China embarked on bilateral currency-swap agreements after 2008, targeting emerging economies through credit lines, providing liquidity buffer, increasing resilience of financial system, and enhancing business confidence in both markets. When host countries face credit constraints, institutional challenges and commodity price volatility, China enhanced its market power by injecting liquidity and improving stability. The provision of swap lines improved bundling efficiency. The strategy of OFDI is heterogeneous across Chinese State-owned enterprise (SOE) and privately-owned enterprise (POE). Through preferential treatment, Bundling is made more efficient for SOEs, when leveraging market power. Political linkages among SOEs facilitated bundling. POEs have more bundling opportunities through provision of lower barriers, when dealing with nationalism government, enabling flexibility and motivation to be bundled. Studies reveal that SOEs dominated before GFC while POEs caught up after 2012.

Presently, OFDI from China is 133 billion, retaining its position as the largest investor in the world (WIR 2021).

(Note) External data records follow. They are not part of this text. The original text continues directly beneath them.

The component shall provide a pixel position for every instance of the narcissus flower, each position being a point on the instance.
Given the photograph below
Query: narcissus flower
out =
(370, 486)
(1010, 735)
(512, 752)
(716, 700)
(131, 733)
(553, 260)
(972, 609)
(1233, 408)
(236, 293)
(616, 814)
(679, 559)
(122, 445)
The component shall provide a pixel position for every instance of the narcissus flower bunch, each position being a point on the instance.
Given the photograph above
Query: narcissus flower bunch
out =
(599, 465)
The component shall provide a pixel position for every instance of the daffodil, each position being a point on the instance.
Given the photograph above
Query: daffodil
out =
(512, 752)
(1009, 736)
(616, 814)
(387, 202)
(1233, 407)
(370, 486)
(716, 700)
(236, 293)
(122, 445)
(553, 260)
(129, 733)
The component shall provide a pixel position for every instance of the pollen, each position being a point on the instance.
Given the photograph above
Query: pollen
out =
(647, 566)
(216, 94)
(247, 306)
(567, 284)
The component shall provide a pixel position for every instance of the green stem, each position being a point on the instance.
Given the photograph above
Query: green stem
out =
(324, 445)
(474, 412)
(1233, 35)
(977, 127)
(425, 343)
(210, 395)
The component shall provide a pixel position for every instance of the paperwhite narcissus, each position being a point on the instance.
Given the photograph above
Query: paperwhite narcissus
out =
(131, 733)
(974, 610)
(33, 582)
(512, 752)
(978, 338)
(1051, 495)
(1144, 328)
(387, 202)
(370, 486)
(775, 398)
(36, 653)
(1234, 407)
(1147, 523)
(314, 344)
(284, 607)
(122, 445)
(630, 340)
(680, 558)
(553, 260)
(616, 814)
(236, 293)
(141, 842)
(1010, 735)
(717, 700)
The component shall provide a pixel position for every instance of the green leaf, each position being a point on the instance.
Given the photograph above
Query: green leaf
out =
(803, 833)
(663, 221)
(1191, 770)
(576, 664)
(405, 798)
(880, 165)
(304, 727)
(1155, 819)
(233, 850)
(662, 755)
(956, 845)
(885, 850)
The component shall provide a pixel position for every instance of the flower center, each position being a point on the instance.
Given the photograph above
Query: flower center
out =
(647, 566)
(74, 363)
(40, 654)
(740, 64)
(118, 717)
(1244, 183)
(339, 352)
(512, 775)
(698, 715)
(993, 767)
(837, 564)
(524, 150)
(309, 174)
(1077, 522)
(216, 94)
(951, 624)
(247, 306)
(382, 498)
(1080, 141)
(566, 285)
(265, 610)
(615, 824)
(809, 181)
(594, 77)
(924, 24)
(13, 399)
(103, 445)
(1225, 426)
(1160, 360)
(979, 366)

The value of cross-border M&A purchases by Chinese MNEs doubled, mostly due to financial transactions in Hong Kong. Continued expansion of the BRI also led to resilient FDI outflows amid pandemic. However, there are reports on serious debt crisis in China coupled with proposed default in its property sector. Also, the unusual confidentiality clauses in Chinese OFDI contracts bar borrowers from revealing even the terms or existence of the debt. The intensity of the crisis however, shall be evident in the days to come.